38: VACÍO DE LIDERAZGO

(Estimado lector: decidí dividir esta parte en 2 relatos, dado que el "timing británico" le dio un toque cinematográfico. Pero aunque las cosas a partir de este punto fueron en picada, irónicamente ahora comienzan a repuntar... pero no quiero adelantar. Nuevamente, les pido paciencia y les aseguro que estos 2 relatos les darán todo el contexto de lo que ahora estamos viviendo. De antemano, gracias por su paciencia.)

Tras el colapso de Edith, todos los jefes de departamento recibieron un correo electrónico para una reunión de emergencia el jueves.

Para mí, fue la primera vez que presencié un caos real durante toda mi temporada en la sucursal corporativa de Melbourne. Normalmente, Edith tenía una manera de mantener las discusiones ajustadas (como un ingeniero regulando la tensión de una banda transportadora), solo suficiente fricción para mantener las cosas en movimiento sin dejar que nada se escapara. Sin ella, la sala de juntas estalló en voces superpuestas, argumentos a medias, y el ocasional suspiro frustrado de alguien que intentaba introducir su punto en el ruido.

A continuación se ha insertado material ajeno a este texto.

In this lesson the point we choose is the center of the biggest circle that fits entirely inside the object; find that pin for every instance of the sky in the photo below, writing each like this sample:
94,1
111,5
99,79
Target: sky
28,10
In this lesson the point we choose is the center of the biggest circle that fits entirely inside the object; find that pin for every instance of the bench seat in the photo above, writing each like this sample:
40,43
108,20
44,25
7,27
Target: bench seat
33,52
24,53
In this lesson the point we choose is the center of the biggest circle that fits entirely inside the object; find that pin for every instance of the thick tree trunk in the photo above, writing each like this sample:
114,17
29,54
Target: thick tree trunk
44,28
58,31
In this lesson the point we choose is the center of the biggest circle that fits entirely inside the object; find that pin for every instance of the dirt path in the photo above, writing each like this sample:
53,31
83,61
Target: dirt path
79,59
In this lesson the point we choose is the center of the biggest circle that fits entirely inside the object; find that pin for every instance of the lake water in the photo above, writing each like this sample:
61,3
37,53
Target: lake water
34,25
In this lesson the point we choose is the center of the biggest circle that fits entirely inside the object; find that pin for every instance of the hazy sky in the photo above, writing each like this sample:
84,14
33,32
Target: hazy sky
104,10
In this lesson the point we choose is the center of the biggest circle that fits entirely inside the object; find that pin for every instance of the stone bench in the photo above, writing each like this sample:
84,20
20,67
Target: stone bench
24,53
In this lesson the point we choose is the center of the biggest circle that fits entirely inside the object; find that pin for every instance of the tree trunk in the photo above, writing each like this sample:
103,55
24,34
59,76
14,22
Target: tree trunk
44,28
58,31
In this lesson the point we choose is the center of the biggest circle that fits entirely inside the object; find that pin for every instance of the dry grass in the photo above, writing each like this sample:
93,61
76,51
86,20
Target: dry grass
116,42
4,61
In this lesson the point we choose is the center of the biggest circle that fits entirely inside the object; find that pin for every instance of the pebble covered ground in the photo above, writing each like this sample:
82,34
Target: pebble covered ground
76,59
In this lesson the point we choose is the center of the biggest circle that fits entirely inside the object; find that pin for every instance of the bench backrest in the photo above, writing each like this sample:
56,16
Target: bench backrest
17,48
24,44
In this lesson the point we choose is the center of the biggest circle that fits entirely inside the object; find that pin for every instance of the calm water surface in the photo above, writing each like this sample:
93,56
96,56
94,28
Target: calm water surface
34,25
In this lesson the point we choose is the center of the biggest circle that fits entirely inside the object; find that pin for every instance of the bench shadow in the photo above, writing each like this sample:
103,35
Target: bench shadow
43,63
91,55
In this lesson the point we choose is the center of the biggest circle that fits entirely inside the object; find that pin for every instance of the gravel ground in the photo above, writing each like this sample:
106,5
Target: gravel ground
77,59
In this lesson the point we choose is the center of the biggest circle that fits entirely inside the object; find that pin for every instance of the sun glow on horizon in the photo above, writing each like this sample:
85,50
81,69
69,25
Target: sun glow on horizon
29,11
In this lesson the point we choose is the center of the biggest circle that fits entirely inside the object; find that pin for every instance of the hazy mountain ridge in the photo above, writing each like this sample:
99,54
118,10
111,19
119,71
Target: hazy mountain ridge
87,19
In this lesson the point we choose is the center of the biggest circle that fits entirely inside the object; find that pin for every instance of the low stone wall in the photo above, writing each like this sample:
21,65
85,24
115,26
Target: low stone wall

Inga se levantó lentamente, sin pedir silencio: simplemente asumiendo que vendría. La habitación se calmó por etapas, como una máquina deteniéndose, hasta que solo quedó el zumbido del aire acondicionado. Sus dedos trazaron el borde de la mesa, deliberados, como si mapearan territorio.

38: Vacío de liderazgo

• ¡Colegas!… en tiempos de incertidumbre, las instituciones son puestas a prueba. No por lo que han perdido, sino por lo que aún son… - Su mirada se detuvo en mí, justo lo suficiente para que la exclusión pareciera intencional. - Y lo que somos es una empresa que ya no puede permitirse vacilaciones…

Una breve pausa. Su mirada barrió la habitación… y se detuvo en mí justo lo suficiente para ser deliberada….

• La ausencia de Edith es, por supuesto, profundamente lamentable… - La voz de Inga se suavizó lo justo para sonar sincera, aunque sus dedos permanecieron rígidos contra la mesa pulida. - Pero no podemos permitir que el destino de esta sucursal dependa de la caída de un solo individuo… (Se enderezó, y las luces superiores captaron el filo afilado de su cuello de camisa.) ¡Esta junta existió antes que ella, y perdurará más allá de ella!...

Algunos miembros se movieron en sus asientos. La tensión no solo flotaba en el aire; estaba en la manera en que los sillones de cuero gruñían bajo movimientos bruscos, en cómo los dedos de Horatio se crisparon hacia sus informes financieros como un jugador que alarga la mano por su última ficha.

• ¡No somos un cuerpo ceremonial! -La voz de Inga era suave, pero las palabras cayeron como ladrillos. - ¡Somos el corazón operativo de esta empresa! Asignamos recursos, aseguramos financiamiento y guiamos la dirección de proyectos en múltiples regiones… (Hizo una pausa, dejando que el peso se asentara.) Pocos fuera de esta sala entienden lo que se requiere para sostener esa responsabilidad...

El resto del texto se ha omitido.